How High Are Mesospheric Clouds That Appear 38 Minutes After Sunset?

[ankurb]

Homework Statement

During the summers at high latitudes, ghostly, silver-blue cluds occasionally appear after sunset when common clouds are in the Earth's shadow and no longer visible. These are called mesospheric clouds.

If mesosspheric clouds are spotted 38 minute after sunset and then quickly dim, what is their altitude if they're directly over the observer?

Homework Equations

theta = length / radius

The Attempt at a Solution

I came across this question in Fundamentals of Physics (Resnick / Halliday / Walker), in the chapter Measurement. Now I understand that this is a simple geometry-based question. Basically, the '38 min' time period would need to be needed to converted into radians, and then using that relation to find out the length (Earth's radius being a constant). The problem I have is in visualising the situation exactly. I can't figure out what's the significance of 'quickly dims' after the questions says it 'appears 38 min after sunset'. Could someone please explain the arrangement to me?

 

[foxjwill]

I was looking on google books, and I noticed that the particular question (although not quoted in full, unfortunately) had a little more wording to it. Could you possibly print everything in the question? (Since, as I said, Google doesn't have all of it)

 

[fantispug]

Here's how I'm seeing it:
You're lying on your back looking at the sky as sunset approaches. The sun just falls behind the horizon. If you stood up (maybe on your tippy toes or a ladder) you'd still be able to see it over the horizon, but soon it'll disappear, and you'll need to get up on a hill to see the sun.

The point is as the sun goes around the Earth, it's the Earth blocking the sun from your view that causes it to get dark. (Draw a big picture - always a good idea).

Now normally the low lying clouds will reflect sunlight into your eyes, and block out whatever is above it. But once the sun has gotten so low that the rays pass over these clouds you can see what lies above.

The mesospheric clouds lie higher than these clouds so you see the light reflecting off it. Now what you want to know is how high these clouds lie. This is where the quickly dim bit comes into effect - we can only work out the height of something by when the Earth casts a shadow on it - blocking the sun.

 

[ankurb]

I was looking on google books, and I noticed that the particular question (although not quoted in full, unfortunately) had a little more wording to it. Could you possibly print everything in the question? (Since, as I said, Google doesn't have all of it)

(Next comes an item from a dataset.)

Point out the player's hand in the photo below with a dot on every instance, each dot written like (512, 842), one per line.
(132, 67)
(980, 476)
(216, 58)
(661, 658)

There WAS one more paragraph, in between the two I wrote here, but I omitted that because of no significance - it was simply a history of prominent mesospheric cloud appearances. You know, R&H does give a lot of extra tidbits of information (I like that, BTW).

 

[ankurb]

Here's how I'm seeing it:
You're lying on your back looking at the sky as sunset approaches. The sun just falls behind the horizon. If you stood up (maybe on your tippy toes or a ladder) you'd still be able to see it over the horizon, but soon it'll disappear, and you'll need to get up on a hill to see the sun.

The point is as the sun goes around the Earth, it's the Earth blocking the sun from your view that causes it to get dark. (Draw a big picture - always a good idea).

Now normally the low lying clouds will reflect sunlight into your eyes, and block out whatever is above it. But once the sun has gotten so low that the rays pass over these clouds you can see what lies above.

The mesospheric clouds lie higher than these clouds so you see the light reflecting off it. Now what you want to know is how high these clouds lie. This is where the quickly dim bit comes into effect - we can only work out the height of something by when the Earth casts a shadow on it - blocking the sun.

The question also gave a hint - to look at the solution for the session opener question of the chapter; which is basically about calculating the Earth's radius the way you mentioned, i.e., measuring the time difference in sunsets if a person stands up. So, I read your stuff, sat down to make a figure again, and it worked! It's similar to that problem, except that this time you need to find out height rather than radius.

Using (\theta / 360 deg) = (t / 24) where t is time, find out theta (t is 38 minutes).

Then use h = (r (tan theta)^2) / 2 to get the height; this last bit coming from the geometry of the situation. Sorry, don't have a scanner, so I couldn't scan the image in.

Thanks for the help! :)